Editorial
O buraco é mais embaixo
Pesquisas atuais, muito mais precisas que as de antigamente, mostram que o aumento dos buracos na camada de ozônio permanece em alta
Há décadas foi feita uma imensa campanha para que a população, do mundo todo, deixasse de usar produtos tipo “spray”. Desodorantes, perfumes, cremes de barbear, tudo foi banido e considerado o grande vilão do planeta na época.
O gás utilizado nos congeladores também foi alvo de perseguição dos ambientalistas. Segundo os estudos da época, os clorofluorocarbonetos (CFCs) utilizados nesses produtos, ao serem despejados na atmosfera, eram responsáveis pela destruição da camada de ozônio que cobre o planeta. Os buracos que começaram a surgir nessa camada permitiam que raios solares nocivos atingissem a humanidade e provocassem o aumento da temperatura na Terra.
A cruzada foi grande e as indústrias correram para desenvolver produtos que não utilizassem o CFC. Quem não conseguiu se adaptar acabou banido do mercado ou foi substituído por outras empresas mais alinhadas às exigências ambientais da época.
Só que todo esse esforço parece ter sido em vão. Pesquisas atuais, muito mais precisas que as de antigamente, mostram que o aumento dos buracos na camada de ozônio permanece em alta.
No caso da Antártida, por exemplo, o buraco na camada de ozônio tem crescido a cada primavera no hemisfério sul nas últimas duas décadas, apesar da proibição de substâncias químicas que a destroem.
Na estratosfera, a camada de ozônio é responsável por proteger a Terra de radiações solares perigosas. Ela está localizada entre 11km e 40 km acima da superfície terrestre e filtra os raios ultravioleta do Sol, que podem causar câncer, alterar o sistema imunológico e até danificar o DNA dos seres vivos.
Na década de 1970, os clorofluorocarbonetos (CFCs), na época muito utilizados em aerossóis e refrigeradores, foram identificados como os principais responsáveis pelo enfraquecimento dessa proteção, causando “buracos” a cada ano, um dos quais, especialmente grande, sobre a Antártica.
Em 1987, o Protocolo de Montreal foi aprovado, proibindo os CFCs com o objetivo de eliminar esses buracos. No início do ano passado, especialistas ligados à ONU previram que a camada de ozônio deveria se recuperar até 2066 sobre a Antártica, até 2045 sobre o Ártico e até 2040 no restante do mundo.

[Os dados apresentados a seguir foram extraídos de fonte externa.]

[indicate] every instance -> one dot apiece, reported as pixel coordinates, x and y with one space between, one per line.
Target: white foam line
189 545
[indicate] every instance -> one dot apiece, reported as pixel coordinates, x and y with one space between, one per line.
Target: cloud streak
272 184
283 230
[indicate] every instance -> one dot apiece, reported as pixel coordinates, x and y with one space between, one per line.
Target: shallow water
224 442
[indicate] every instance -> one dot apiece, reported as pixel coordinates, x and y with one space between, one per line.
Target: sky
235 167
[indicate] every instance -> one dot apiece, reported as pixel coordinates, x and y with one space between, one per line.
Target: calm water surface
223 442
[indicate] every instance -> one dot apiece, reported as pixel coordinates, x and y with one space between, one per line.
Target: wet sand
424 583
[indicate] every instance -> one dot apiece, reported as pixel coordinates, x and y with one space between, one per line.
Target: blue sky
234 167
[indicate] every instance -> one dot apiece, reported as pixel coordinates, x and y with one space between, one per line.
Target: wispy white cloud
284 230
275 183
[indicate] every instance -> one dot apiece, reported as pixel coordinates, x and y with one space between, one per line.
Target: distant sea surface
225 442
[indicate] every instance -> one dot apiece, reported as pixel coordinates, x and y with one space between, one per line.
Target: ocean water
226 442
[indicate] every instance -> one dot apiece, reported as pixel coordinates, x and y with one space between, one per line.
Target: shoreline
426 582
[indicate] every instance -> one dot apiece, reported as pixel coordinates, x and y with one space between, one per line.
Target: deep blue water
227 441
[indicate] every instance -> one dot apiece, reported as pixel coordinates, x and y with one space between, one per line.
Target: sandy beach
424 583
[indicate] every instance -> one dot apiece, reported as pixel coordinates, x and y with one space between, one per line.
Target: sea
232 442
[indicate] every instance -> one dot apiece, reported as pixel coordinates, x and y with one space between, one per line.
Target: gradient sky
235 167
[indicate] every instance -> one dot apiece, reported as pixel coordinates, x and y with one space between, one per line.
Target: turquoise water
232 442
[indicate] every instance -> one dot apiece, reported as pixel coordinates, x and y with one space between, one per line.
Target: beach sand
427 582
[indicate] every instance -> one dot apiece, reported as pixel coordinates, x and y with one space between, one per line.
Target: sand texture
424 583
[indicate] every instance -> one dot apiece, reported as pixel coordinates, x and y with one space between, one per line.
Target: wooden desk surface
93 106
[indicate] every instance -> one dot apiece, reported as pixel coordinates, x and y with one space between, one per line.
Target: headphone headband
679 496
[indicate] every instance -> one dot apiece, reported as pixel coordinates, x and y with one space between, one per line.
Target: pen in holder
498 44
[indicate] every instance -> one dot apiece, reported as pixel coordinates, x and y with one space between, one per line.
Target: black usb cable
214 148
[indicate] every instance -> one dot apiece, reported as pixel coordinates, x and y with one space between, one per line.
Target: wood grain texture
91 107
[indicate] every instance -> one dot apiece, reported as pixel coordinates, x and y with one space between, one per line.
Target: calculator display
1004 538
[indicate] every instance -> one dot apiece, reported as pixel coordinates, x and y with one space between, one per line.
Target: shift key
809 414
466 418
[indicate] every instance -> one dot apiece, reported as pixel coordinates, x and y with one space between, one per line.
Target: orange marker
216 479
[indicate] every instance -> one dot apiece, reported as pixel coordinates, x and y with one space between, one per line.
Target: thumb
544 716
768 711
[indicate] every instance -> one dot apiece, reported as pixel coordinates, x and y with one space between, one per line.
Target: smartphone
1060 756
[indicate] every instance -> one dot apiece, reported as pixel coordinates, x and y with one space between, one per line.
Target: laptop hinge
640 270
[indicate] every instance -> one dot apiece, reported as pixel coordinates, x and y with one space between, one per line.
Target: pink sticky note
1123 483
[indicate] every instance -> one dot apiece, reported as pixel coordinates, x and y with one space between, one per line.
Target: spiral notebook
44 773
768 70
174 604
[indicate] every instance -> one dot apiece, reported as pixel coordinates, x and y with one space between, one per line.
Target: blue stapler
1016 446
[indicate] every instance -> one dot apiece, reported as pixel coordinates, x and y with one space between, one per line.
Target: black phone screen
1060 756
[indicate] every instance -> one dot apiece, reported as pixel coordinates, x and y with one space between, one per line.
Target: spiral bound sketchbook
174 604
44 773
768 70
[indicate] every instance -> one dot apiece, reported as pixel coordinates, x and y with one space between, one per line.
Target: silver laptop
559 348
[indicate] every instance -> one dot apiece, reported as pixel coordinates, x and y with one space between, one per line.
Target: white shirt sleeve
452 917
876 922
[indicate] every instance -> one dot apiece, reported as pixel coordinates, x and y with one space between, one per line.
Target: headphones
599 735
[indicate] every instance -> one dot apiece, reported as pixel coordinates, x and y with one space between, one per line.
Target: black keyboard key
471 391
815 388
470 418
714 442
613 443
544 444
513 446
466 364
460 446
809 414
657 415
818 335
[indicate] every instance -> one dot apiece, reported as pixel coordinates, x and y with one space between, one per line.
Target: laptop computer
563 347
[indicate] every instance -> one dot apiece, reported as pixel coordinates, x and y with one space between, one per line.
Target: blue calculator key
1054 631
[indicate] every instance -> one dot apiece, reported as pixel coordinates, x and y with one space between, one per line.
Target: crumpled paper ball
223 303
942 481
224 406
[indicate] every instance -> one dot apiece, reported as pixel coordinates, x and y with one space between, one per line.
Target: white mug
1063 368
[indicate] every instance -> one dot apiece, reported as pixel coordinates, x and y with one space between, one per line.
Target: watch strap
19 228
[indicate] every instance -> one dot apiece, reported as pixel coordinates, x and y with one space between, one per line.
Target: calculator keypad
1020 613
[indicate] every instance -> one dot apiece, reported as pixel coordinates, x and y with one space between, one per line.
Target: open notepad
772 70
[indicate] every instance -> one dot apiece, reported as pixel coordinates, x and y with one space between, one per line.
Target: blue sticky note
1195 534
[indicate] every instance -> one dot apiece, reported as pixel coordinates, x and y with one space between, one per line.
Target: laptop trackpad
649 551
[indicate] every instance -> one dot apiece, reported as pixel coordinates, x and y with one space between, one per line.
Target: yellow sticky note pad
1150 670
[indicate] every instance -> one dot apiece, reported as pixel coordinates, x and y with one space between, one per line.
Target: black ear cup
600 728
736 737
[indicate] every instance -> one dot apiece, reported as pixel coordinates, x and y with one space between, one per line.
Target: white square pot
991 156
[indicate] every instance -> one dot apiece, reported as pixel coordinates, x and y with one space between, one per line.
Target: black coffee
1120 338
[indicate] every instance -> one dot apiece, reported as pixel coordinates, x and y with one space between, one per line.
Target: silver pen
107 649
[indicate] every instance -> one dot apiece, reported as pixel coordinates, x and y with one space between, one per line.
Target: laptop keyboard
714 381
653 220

Só que essa expectativa não vem se confirmando, apesar da redução no uso de CFCs, o buraco sobre a Antártica não registou redução significativa. De acordo com a pesquisadora Annika Seppala, do departamento de Física da Universidade neozelandesa de Otago, seis dos últimos nove anos foram marcados por níveis muito baixos de ozônio e os buracos permaneceram extremamente grandes. Para Annika há outros fatores interferindo na recuperação da camada de ozônio e é necessário descobrir, o quanto antes, o que está provocando o problema.
Esta semana, o secretário-geral da ONU, António Guterres, esteve na Antártida para conhecer de perto a situação. Durante a visita ele se disse alarmado com o que está acontecendo na região. Para Guterres, as evidências mostram, “de forma esmagadora, que há uma aceleração do derretimento do gelo, o que poderá ser catastrófico para as comunidades costeiras de todo o mundo”.
Para o chefe da ONU, o continente gelado, que tem sido chamado de gigante adormecido, agora “está sendo despertado pelo caos climático”. Ele também afirmou que “a poluição por combustíveis fósseis está aquecendo o planeta, desencadeando a anarquia climática na Antártida”, acrescentando que o Oceano Antártico absorveu a maior parte do calor do aquecimento global.
O gesto de Guterres acontece dias antes do início da 28ª Cúpula do Clima, COP28, que será nos Emirados Árabes, um dos países líderes na produção de petróleo. O secretário-geral da ONU pediu aos governantes mundiais a adoção de ações imediatas para tentar limitar o aumento da temperatura global a 1,5°C. Essas medidas ajudariam a proteger as pessoas do caos climático e acabar com a era dos combustíveis fósseis. Só que a solução não é nada simples. Mexe com bilhões de dólares e com a riqueza de muitas nações. Nas próximas décadas, a sociedade vai ter que conviver com os fenômenos extremos. Algumas vidas, infelizmente, serão perdidas até que o planeta consiga se reequilibrar ambientalmente.